La protección contra las paperas de la vacuna MMR es mayor después de dos dosis que una [31] y se estima que está entre el 79% y el 95%, menor que el grado de protección contra el sarampión y la rubéola. Esto, sin embargo, ha sido suficiente para casi eliminar las paperas en los países que vacunan contra ella, así como para reducir significativamente la frecuencia de complicaciones entre los vacunados. [14] Si se recibe al menos una dosis, las tasas de hospitalización se reducen en un 50% estimado entre los infectados. [25] En comparación con la vacuna MMR, la vacuna MMRV parece ser menos eficaz en términos de protección contra las paperas. [32] Una dificultad para evaluar la eficacia de la vacuna es que no existe una correlación clara de inmunidad, por lo que no es posible predecir si una persona ha adquirido inmunidad a partir de la vacuna. [14]

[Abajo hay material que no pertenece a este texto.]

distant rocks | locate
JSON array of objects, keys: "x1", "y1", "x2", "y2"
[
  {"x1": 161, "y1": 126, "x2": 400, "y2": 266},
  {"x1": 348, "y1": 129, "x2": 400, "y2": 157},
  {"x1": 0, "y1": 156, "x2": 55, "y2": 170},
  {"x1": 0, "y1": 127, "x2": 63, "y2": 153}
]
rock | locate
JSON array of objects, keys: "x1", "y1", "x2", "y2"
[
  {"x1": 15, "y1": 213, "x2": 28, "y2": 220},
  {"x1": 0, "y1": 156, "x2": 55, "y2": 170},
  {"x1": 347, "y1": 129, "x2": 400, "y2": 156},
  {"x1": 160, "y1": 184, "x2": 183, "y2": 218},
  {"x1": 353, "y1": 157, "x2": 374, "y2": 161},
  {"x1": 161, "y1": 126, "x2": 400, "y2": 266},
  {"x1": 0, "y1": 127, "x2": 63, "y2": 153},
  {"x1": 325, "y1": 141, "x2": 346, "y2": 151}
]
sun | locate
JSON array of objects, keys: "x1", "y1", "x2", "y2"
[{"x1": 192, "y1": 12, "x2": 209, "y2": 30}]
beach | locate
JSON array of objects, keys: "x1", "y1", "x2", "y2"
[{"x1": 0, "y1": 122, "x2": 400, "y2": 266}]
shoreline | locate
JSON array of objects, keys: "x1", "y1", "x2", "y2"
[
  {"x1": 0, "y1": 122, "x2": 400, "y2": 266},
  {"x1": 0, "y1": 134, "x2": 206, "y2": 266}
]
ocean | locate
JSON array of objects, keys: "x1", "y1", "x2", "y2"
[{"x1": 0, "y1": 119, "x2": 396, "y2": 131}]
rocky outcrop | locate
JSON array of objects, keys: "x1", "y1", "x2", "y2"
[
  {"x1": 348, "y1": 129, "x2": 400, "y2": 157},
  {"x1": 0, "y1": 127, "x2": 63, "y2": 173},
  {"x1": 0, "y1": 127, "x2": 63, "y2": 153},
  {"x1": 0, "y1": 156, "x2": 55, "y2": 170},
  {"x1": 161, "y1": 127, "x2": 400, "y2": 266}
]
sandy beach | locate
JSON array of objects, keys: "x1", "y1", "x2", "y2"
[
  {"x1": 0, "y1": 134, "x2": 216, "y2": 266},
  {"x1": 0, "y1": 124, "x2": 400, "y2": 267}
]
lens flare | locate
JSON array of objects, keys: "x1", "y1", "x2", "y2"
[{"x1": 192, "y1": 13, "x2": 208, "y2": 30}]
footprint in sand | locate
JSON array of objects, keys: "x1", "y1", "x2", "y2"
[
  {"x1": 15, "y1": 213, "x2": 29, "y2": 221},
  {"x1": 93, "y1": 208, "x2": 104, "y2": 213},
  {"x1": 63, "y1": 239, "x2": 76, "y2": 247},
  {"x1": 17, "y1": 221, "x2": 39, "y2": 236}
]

Faltan datos sobre la eficacia de una tercera dosis de la vacuna MMR. En un brote en el que se administró una tercera dosis, no estaba claro si tuvo algún efecto en la reducción de la incidencia de la enfermedad y solo pareció estimular los anticuerpos en aquellos que anteriormente tenían poco o ningún anticuerpo contra las paperas. [14] Las contraindicaciones para las vacunas contra las paperas incluyen una reacción alérgica previa a cualquier ingrediente oa la neomicina , embarazo, inmunosupresión , una enfermedad moderada o grave, haber recibido un producto sanguíneo recientemente y, específicamente para las vacunas MMRV, antecedentes personales o familiares de convulsiones. [7] También se recomienda que las mujeres no queden embarazadas en las cuatro semanas posteriores a la vacunación MMR. [29] No existe una profilaxis eficaz para las paperas después de que una persona ha estado expuesta al virus, por lo que la vacunación o recibir inmunoglobulina después de la exposición no previene la progresión de la enfermedad. [7] [10] [11]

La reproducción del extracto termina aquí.